Кушать подано! Репертуар кушаний и напитков в русской классической драматургии - страница 4
Дело в том, что многие традиционные, классические для русской национальной кухни продукты, само наименование которых не только всегда попадало в художественную литературу, в драматургические произведения, но и вызывало неизменную ассоциацию в сознании и читателей и зрителей с самим понятием «русская кухня», стали превращаться в редкие, деликатесные, а затем в изысканные и редчайшие, вызывающие ассоциацию даже не с «русским духом, а с… чем-то иностранным, валютным (?!), особенно у новых, молодых поколений. В это число попали речная рыба, вроде судака или сига, вся красная соленая, копченая и вяленая рыба (осетрина, севрюга, семга, кета), а также залом, шемая, омуль, не раз отмечаемые классиками; и, разумеется, в число экзотических попали такие исконные русские продукты, как икра (зернистая, паюсная и кетовая), а вслед за ними и такие в прошлом совершенно крестьянские дешевые продукты, как белые сушеные грибы, соленые рыжики и грузди, моченые антоновские яблоки, клюква, брусника, земляничное варенье, квашеная морошка, жаренные в сметане рябчики (по 25 коп. пара!), бекасы, вальдшнепы, куропатки, перепелки и иная пернатая дичь; не говоря уже о таких исконно русских и примитивнейших блюдах, как бараний бок и жареный поросенок, подовые пироги с говядиной, луком, грибами и яйцами, расстегаи с вязигой, холодная отварная телятина с хреном, стала даже недосягаемой обычная, приправленная лишь сливочным маслом гречневая каша и квашеная капуста по-русски – с антоновскими яблоками и клюквой.
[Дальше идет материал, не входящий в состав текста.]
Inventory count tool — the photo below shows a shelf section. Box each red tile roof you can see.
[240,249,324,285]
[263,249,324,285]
Короче говоря, нормальный и, в сущности, недорогой национальный русский стол стал во второй половине XX века превращаться из обычного, простецкого в недосягаемо-фантастический, экзотический и почти что мифический или если и реальный, то связанный с доступом к иностранной валюте и магазинам для иностранцев. Ясное дело, что при таких изменениях, при таких сильных сдвигах в понятии «русский национальный стол» у нового зрителя, у новой публики, смотрящей классические пьесы XIX века, не могло возникнуть правильных, адекватных ассоциаций о составе того застолья, которое происходило на сцене.
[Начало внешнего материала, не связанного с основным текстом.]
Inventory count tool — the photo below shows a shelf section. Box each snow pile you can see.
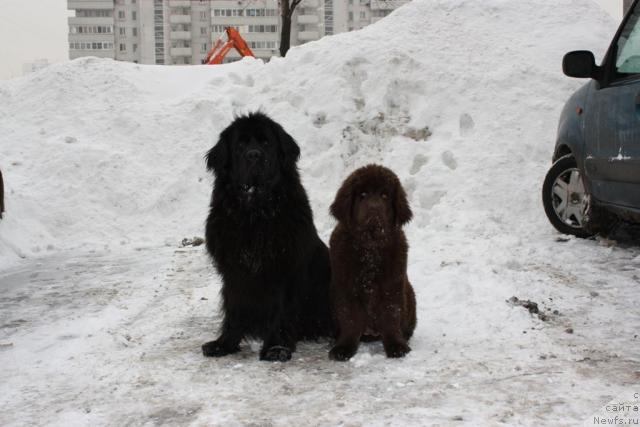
[0,0,640,425]
[0,0,613,268]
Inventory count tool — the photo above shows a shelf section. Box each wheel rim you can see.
[551,168,586,228]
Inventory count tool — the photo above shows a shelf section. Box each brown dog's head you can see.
[331,165,413,232]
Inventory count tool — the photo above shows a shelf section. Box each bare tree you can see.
[279,0,302,57]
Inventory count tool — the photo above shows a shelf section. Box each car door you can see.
[585,3,640,209]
О нем новые поколения не только забыли, но они его просто-напросто не знают, не представляют и даже не знакомы с ним терминологически – по названиям снедей и блюд.
Ибо далеко не всякий современный русский человек знаком с этнографией своего собственного народа. Он этого, как говорится, «не проходил».
Однако когда современный зритель следит за действием пьесы, по ходу которой царские сановники, аристократы или купцы справляют юбилей, присутствуют на банкете или на свадьбе, то у него невольно возникает вопрос: а что же такое они там едят, на сцене, пусть даже условно.
Ведь не могла же быть в 1873 году «останкинская» или «молодежная» колбаса и вряд ли это были сырки, котлеты или пончики, как в какой-нибудь современной забегаловке. Но если едят не их, то что же? Вопрос этот из чисто абстрактного, праздного, риторического имеет тенденцию все более и более превращаться в… познавательный, в попытки молодого поколения театралов все-таки разобраться во всем, что забыто или непонятно из области национальной, материальной культуры.
Таким образом, существенное изменение исторических условий, коренная смена кулинарных традиций, бытовавших в стране, их полный фактический разрыв с бытующими ныне и являются той первопричиной, по которой возникает естественный интерес к кулинарному антуражу в русской классической драматургии.